José María Heredia spent many years in exile in the United States and Mexico, away from his homeland, Cuba. Many of his poems, for he was a prominent poet, reflect a mixture of tropical sensuality and dreamy melancholy, which are often inspired by his homesickness. The force and beauty of nature and the focus on individuality emerges strongly in his poems. Latin American Romanticism contains many qualities, all of which can be found in Heredia's most popular poems.
"Elements in thought, style, manner that are typical of Romanticism in the humanities, and especially in literature, are: (1) a focus on the individual; (2) a dedication to personal and political liberty and freedom; (3) passion in terms of emotions and the expression of individuality that may include suffering; (4) appreciation for and treatment of new subject matters in art and ideas that include extremes such as the sublime or the ideal on the one hand and the ugly or grotesque on the other hand; (5) lyricism in music and poetry including melodramatic personal styles and melodrama in the theater or drama; (6) foregrounding of sensitivity (la sensibilidad; lo sensible) to nature, the poor and the sick, etc.; and (7) discovery or inclusion in the humanities of what traditional Latin American society, which had been dominated by culture from France, Spain, and Portugal, had been seen as exotic (i.e., coming from Asia, Oceania, or the Middle East, etc.)."
It has been said that "if the United States had Walt Whitman and Edgar Allan Poe, Latin America had the Cuban poet Heredia" in regards to the prominence and literary importance of his poetry. Being compared to the great [North] American writers of the Romantic Movement shows who his work was characterized by the stylings of romanticism. His Romanticism is that of the search and longing for freedom, both political and literary. To this extent, his poetry comes directly from his life.

== Important works ==
"En el Teocalli de Cholula" ("On the Teocalli of Cholula" in English) and "Niagara" are his most important poems. His poetry lasts both because of the subject matter and for the intensely personal feeling in the works. Nature is clearly depicted in the fashion of the Romantic Era and mirrors his spiritual and emotional states. Nature acts as his freedom. In these poems, the poet praises the natural beauty of both Americas. The most prominent Romantic feature in Heredia is the ever-present involvement of his life in his poetry as well as the dark notes of death, melancholy and gloominess that pervade his writings.

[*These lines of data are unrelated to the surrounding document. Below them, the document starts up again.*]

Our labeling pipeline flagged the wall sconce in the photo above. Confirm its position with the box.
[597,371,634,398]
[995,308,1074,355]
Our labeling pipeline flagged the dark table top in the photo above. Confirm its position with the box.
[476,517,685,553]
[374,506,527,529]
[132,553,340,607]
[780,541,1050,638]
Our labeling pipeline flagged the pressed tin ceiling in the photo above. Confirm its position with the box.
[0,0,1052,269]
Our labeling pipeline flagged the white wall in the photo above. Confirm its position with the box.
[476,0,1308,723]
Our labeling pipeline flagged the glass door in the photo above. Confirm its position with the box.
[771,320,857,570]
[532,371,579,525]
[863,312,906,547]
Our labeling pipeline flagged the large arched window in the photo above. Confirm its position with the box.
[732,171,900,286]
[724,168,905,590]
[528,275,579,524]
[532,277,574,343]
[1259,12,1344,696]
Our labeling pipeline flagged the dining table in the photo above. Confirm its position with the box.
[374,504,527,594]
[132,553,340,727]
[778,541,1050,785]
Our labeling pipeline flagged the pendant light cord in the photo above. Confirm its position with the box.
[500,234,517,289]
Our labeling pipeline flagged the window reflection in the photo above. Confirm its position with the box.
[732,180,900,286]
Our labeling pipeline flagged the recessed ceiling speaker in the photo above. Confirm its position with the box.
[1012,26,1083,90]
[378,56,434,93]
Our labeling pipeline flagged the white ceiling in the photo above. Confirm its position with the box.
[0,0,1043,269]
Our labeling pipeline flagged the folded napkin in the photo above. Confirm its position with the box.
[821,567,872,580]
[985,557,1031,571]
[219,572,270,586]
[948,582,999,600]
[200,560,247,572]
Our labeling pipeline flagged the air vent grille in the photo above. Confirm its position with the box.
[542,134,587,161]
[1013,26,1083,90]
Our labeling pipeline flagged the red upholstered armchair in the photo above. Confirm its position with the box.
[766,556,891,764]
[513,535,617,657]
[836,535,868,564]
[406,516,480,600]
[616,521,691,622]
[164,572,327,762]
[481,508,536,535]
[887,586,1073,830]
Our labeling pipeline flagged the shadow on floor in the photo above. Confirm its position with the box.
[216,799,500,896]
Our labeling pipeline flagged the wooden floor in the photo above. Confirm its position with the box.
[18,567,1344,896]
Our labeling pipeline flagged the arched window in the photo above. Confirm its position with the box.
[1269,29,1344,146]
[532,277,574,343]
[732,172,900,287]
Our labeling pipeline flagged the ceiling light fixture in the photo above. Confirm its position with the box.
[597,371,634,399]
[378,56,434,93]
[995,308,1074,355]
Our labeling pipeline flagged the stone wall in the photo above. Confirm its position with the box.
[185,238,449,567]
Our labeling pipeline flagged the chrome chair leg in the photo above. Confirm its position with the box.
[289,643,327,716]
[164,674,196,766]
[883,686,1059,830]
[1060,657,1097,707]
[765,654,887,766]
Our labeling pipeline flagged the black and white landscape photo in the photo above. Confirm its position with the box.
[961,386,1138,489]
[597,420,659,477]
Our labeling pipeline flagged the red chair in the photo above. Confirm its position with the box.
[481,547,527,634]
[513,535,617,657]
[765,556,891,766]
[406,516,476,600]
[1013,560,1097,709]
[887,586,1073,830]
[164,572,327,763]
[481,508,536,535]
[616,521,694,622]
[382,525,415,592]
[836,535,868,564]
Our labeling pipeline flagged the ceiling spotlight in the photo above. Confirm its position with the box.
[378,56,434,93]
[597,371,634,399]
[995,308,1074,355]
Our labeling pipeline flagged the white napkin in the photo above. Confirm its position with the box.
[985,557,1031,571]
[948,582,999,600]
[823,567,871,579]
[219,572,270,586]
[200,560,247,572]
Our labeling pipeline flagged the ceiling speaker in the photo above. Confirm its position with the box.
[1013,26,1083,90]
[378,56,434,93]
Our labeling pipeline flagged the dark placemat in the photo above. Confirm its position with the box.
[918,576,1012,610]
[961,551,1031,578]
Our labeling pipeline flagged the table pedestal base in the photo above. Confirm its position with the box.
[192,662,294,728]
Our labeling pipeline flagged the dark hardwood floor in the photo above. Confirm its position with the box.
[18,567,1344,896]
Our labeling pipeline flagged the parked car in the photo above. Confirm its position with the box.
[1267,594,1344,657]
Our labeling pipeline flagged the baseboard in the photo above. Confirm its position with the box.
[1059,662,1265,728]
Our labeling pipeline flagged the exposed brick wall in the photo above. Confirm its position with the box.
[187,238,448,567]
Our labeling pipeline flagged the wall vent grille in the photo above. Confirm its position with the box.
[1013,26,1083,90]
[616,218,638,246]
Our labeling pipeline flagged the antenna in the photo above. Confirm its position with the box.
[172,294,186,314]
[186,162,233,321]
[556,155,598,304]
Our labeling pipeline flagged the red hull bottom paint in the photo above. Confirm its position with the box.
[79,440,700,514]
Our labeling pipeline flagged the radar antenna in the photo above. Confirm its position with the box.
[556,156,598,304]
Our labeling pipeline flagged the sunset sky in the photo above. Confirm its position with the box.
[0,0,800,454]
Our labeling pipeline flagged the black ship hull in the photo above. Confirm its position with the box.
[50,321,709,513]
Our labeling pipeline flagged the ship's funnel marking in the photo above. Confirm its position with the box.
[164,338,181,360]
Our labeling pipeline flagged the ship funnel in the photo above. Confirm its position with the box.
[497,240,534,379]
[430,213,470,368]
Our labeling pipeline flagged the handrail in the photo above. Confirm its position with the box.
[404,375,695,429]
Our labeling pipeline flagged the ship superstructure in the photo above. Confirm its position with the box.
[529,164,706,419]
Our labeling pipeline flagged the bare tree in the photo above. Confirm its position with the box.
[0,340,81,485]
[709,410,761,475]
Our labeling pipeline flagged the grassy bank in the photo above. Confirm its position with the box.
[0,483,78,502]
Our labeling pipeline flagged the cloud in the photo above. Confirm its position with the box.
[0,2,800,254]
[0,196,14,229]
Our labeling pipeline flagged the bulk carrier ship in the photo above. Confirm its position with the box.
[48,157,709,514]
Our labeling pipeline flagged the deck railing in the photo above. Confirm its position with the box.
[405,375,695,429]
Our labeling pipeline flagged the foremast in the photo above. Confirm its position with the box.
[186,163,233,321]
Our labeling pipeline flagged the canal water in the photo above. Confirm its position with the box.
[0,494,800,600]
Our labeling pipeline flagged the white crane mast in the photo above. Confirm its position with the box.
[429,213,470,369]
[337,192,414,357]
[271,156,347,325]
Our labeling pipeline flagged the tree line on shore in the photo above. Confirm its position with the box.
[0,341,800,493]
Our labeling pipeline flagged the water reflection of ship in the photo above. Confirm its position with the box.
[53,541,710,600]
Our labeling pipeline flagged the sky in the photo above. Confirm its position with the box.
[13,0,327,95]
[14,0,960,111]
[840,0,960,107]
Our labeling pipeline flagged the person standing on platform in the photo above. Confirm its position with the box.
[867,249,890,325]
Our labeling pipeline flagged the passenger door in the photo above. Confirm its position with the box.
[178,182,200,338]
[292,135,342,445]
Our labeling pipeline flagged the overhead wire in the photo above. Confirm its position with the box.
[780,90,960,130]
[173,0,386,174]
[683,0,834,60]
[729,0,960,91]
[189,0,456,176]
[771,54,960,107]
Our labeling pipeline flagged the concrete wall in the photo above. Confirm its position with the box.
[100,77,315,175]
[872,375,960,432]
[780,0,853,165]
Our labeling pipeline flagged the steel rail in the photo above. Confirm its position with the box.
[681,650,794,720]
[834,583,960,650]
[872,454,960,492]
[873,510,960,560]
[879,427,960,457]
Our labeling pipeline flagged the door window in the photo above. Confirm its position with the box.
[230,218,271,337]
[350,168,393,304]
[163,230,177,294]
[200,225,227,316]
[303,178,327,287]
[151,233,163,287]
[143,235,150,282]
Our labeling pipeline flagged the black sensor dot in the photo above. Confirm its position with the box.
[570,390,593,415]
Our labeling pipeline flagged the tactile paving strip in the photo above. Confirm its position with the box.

=== "On the Teocalli of Cholula" ===
Heredia's fascination with the Aztec Ruins is immensely contingent with the thematics of Romanticism. Representative of the ghostly past, it calls forth a feeling of death and mystery of the Romantic Era. Written after the death of his father in Mexico, a lyrical voice experiences the melancholy of watching the sunset over the fields of the valley of Anahuac, and after, reflecting on the disappearance of the pyramid builders and how the times have changed.

=== "Niagara" ===
Niagara Falls was easily made accessible to the public thanks to the completion of the Erie Canal in 1825. Its existence attracted national and foreign romantics to witness in awe this spectacle of the forces of nature. Heredia stood in great wonder and "projected his anguished sentiments into its powerful flow and fall and swirl." The "Niágara" was originally published in Heredia's first collection, entitled Poesías, published in New York, 1825. The theme of a fissure or split in the relationship between subject and object appears in "Niágara" to coincide with his feelings of split or torn between countries.

== Editions ==
With the exception of a few isolated poems, Heredia's work has not been translated into English. Among the many Spanish-language editions stands out the critical edition of Heredia's poetry by Tilmann Altenberg, Poesías completas de José María Heredia (Madrid/Frankfurt: Iberoamericana/Vervuert, 2020).